With stray dog shelter, Kosovo duo bridge ethnic divide

With stray dog shelter, Kosovo duo bridge ethnic divide

The unlikely pair are the founders of the Pristina Dog Shelter, home to 40 dogs in the capital.

Mentor Hoxha and Slavisa Stojanovic manage to place about 80 dogs a year with families across western Europe. (AFP pic)

GRACANICA (Kosovo): United in their love for canines, an unlikely Albanian and Serb duo have teamed up in Kosovo to run a shelter for abandoned dogs, in a rare example of cooperation in a country still deeply divided along ethnic lines more than two decades after a devastating war.

Distrust still undercuts relations between the Albanian and Serb communities, without a common language and with ethnic tensions never far from the surface.

But the lingering distrust has done little to separate Mentor Hoxha, 55, the Albanian founder of the Pristina Dog Shelter, and Slavisa Stojanovic, his 57-year-old Serb counterpart.

Their operation provides shelter to some 40 dogs in a handful of kennels sitting near farmland in Gracanica, a Serb-majority town near Kosovo’s capital Pristina.

“We are connected by our love of dogs,” Hoxha tells AFP. The two have helped more than 1,000 canines since they joined forces in 2010.

Typically, the dogs are vaccinated and sterilised before being released back into the streets, while puppies and other more vulnerable canines remain at the shelter.

Hoxha and Stojanovic manage to place about 80 dogs a year with families across western Europe.

War on strays

Animal shelters are rare in this poor corner of southeastern Europe, where stray dogs have long been a scourge in Kosovo’s cities and villages.

The numbers soared after the conflict pitting Serb forces against Albanian guerrillas in the late 1990s, with abandoned pets pouring into the streets as fighting displaced their owners.

To combat the problem, the Kosovo authorities offered bounties to hunters to gun them down, until a public outcry spurred on by celebrities including French actress Brigitte Bardot stopped the culling.

‘Mentor and I are alike in soul, heart and love of animals,’ Stojanovic, an ethnic Serb, says of his Albanian partner Hoxha. (AFP pic)

But abandoned canines still roam Kosovo’s streets, lounging near traffic roundabouts and sleeping in public parks.

Following a string of dog attacks on children in 2017, the Kosovo government released €1.3 million (RM6.2 million) for a four-year sterilisation programme.

But an estimated 10,000 canines have yet to be neutered, leaving a persistent population of dogs on the streets.

With few willing to help the strays, Hoxha and Stojanovic channelled their love of dogs into creating one of the few shelters working with street dogs – and outsiders marvelled over their ability to overcome their ethnic differences.

“I find it strange when people ask about us.
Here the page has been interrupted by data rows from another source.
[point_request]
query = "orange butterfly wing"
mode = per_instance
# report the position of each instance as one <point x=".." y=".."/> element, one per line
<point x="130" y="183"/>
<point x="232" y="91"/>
It’s completely normal for people to socialise. The war ended 20 years ago,” Hoxha laughs.

An estimated 13,000 people were killed in the 1998-99 war, which ended after a three-month-long Nato bombing campaign forced Belgrade to withdraw its troops and leave the governance of the region to the United Nations.

Kosovo unilaterally declared independence from Serbia in 2008, with around 100 countries recognising it as a sovereign state – with the exception of Serbia and its allies, Russia and China.

Puppy love

Hoxha suggested starting the shelter after a chance meeting with Stojanovic in the street, discovering that they shared a passion for helping the abandoned dogs in their area.

“Mentor and I are alike in heart and soul, and in our love of animals,” Stojanovic says.

‘I’m with the dogs non-stop,’ Stojanovic says. ‘They show great love – they just don’t talk.’ (AFP pic)

The shelter relies mostly on donations and an army of volunteers, with the lion’s share of their funds helping to cover the costs of vaccinations and sterilisations.

“Our project has had a lot of impact on the situation, and the awareness and attitude of society towards abandoned dogs – primarily the importance of sterilisation,” Hoxha says.

Kosovo filmmaker and animal rights activist Hana Noka said more needs to be done in the country to raise awareness about the issue of strays.

“There are stray dogs that live in horrific conditions and are left alone on the streets all year round. Most passersby don’t even look at them,” Noka says.

Despite the hardships and perennial lack of funding, Stojanovic says he has no regrets about dedicating himself to stray dogs.

“If I started again I wouldn’t change anything. I feel at home with animals. I’m with the dogs non-stop,” he says.

“They show great love – they just don’t talk.”